Synthesis and evaluation of pyridine-derived bedaquiline analogues containing modifications at the A-ring subunit

Lisa Barbaro; Gayathri Nagalingam; James A Triccas; Lendl Tan; Nicholas P West; Jonathan B Baell; Daniel L Priebbenow

doi:10.1039/d1md00063b

Synthesis and evaluation of pyridine-derived bedaquiline analogues containing modifications at the A-ring subunit

RSC Med Chem. 2021 May 7;12(6):943-959. doi: 10.1039/d1md00063b. eCollection 2021 Jun 23.

Authors

Lisa Barbaro¹, Gayathri Nagalingam², James A Triccas², Lendl Tan^{3

4}, Nicholas P West^{3

4}, Jonathan B Baell¹, Daniel L Priebbenow⁵

Affiliations

¹ Monash Institute of Pharmaceutical Sciences, Monash University 381 Royal Parade Parkville Victoria 3052 Australia [email protected].
² School of Medical Sciences and Marie Bashir Institute, The University of Sydney Sydney NSW 2006 Australia.
³ School of Chemistry and Molecular Bioscience, The University of Queensland St Lucia Queensland 4072 Australia.
⁴ Australian Infectious Diseases Research Centre St.
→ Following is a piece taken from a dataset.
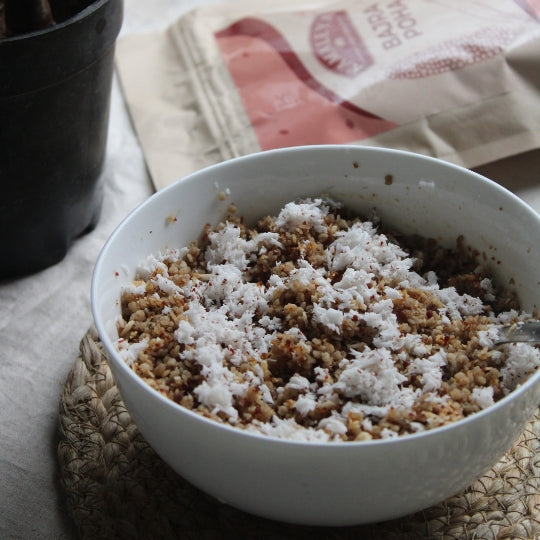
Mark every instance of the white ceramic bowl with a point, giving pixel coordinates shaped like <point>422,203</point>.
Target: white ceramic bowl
<point>327,483</point>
Lucia Queensland 4067 Australia.
⁵ School of Chemistry, The University of Melbourne Parkville Victoria 3010 Australia [email protected].

Abstract

Despite promising efficacy, the clinical use of the anti-tubercular therapeutic bedaquiline has been restricted due to safety concerns. To date, limited SAR studies have focused on the quinoline ring (A-ring), and as such, we set out to explore modifications within this region in an attempt to discover new bedaquiline variants with an improved safety profile. We herein report the development of unique synthetic strategies that facilitated access to novel bedaquiline analogues leading to the discovery that anti-tubercular activity could be retained following replacement of the quinoline motif with pyridine heterocycles. This discovery is anticipated to open up multiple new avenues for exploration in the design of improved anti-tubercular therapeutics.